= Robert Evans (referee) =

Robert (Bob) Evans (1939 - 2016) was a Welsh-American soccer player, coach, and referee, author, and research geologist who represented the United States Soccer Federation (now "U.S. Soccer") as an international (FIFA) referee from 1980 to 1988. He also served as U.S. Soccer's National Director of Referee Instruction from 1988 until 1992 and is often credited with being the father of its national referee instruction program.

== Professional career ==
Evans worked in the North American Soccer League (NASL), the country's top professional league at the time, first as a linesman (now termed "assistant referee") and then as a referee from 1971 until the demise of the league in 1985. Evans was also an exceptional linesman, evidenced by the fact he was appointed to serve as linesman for the 1982 NASL final ("Soccer Bowl 82"). He also refereed in the American Soccer League (ASL), a second division professional league at the time, where his friend and referee mentor, Pat Smith was Director of Officials.

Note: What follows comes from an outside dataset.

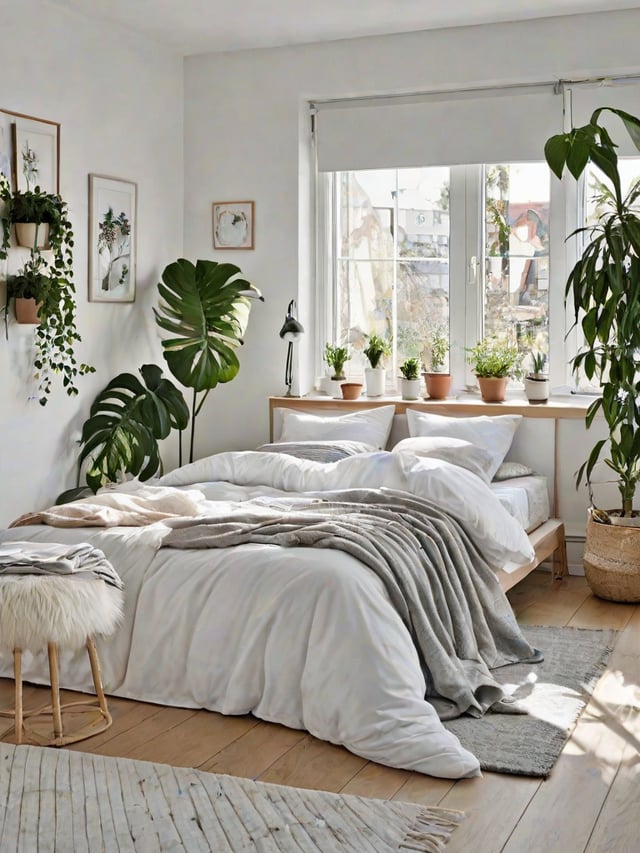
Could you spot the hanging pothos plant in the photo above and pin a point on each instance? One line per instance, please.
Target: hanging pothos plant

== International career ==
In 1979, U.S. Soccer nominated Evans to serve on its FIFA Panel of Referees, which at that time was limited in number to seven. He was the first referee from U.S. Soccer's Region III to receive that honor. During the time he spent on the international panel, Evans refereed fifteen (15) full international A matches over an eight-year stretch that included games throughout the Confederation of North, Central American and Caribbean Association Football (CONCACAF) and trips to Asia for tournaments. He refereed teams from every F.I.F.A. confederation and officiated FIFA World Cup and Olympic qualifying games

== Administration and Instruction ==
In 1974, Eddie Pearson, considered the founder of the U.S. Soccer National Referee Program, Pat Smith, Harry Baldwin, Roger Schott, Don Byron, Evans, and others met in New York to lay the foundations of the U.S. Soccer National Referee Program. Later, Bob would retire from the international panel early so that he could accept the position of National Director of Referee Instruction. From 1988 to 1992, Evans served as National Director of Referee Instruction for U.S. Soccer, during which time he designed the curriculum for the first national assessor's course and created the instructor and assessor grades that are still used by U.S. Soccer today. In 1992, he became the first American to be appointed a FIFA referee instructor.

Evans was recognized as an expert on Law 11 (Offside), producing a comprehensive set of slides on the subject and later narrating a video produced by U.S. Soccer.

== Author ==
Evans authored several books for linesmen (assistant referees), including "Manual for Linesmen" and "Teaching Offside" (with Tony Waiters) and "For the Good of the Game: Modern Techniques and Practical Wisdom for Today's Soccer Referee" (with long-time colleague, retired FIFA referee Edward Bellion, Ph.D.). He was also a frequent contributor to Soccer America and a freelance science journalist with contributions to Smithsonian and American Scientist. Evans was an active blogger on his website, For the Integrity of Soccer.

== Playing ==
Evans grew up playing soccer (football) in the local youth soccer leagues. When he entered the University of Nottingham, he played goalkeeper for the University football club. His academic pursuits would later take him to Canada and then to the United States, where he continued to play amateur football as a goalkeeper.

== Awards ==
Evans was elected to the North Texas Soccer Hall of Fame and received the Eddie Pearson Award from U.S. Soccer in 1992. In 1994, he received the William Scofield Award after recovering from non-Hodgkin's lymphoma and continuing to make significant contributions to the game and U.S. referee program. In 2016, the Region III of the United States Adult Soccer Association created the Robert Evans Lifetime Achievement Award to honor the person making the greatest contribution to soccer refereeing in region III.

== Research Geologist ==
Evans worked as a research geologist for Mobil Oil Company in Dallas from 1969 to 1988. He specialized in the geology of evaporites, a type of rock that forms the seal above many petroleum evaporites, and published many articles and monographs on the subject.

== Personal life ==
The middle child and only boy among three siblings, Evans grew up in Gowerton, near Swansea, the son of Ted Allsopp, an army officer, and Gwladys, a nurse. (When his parents divorced, he and his siblings took their stepfather's surname, Evans.) He attended and earned a degree in geology from Nottingham University, where he was also active in student politics. Subsequently, Evans moved to Canada to study geology at Dalhousie University in Halifax, Nova Scotia. His academic interest then took him to the University of Kansas, where he earned a doctorate of philosophy (Ph.D.), also in geology.

Evans traveled to the bottom of the Pacific Ocean in Alvin, the U.S. navy submarine, climbed volcanoes to investigate their geology, and flew light aircraft.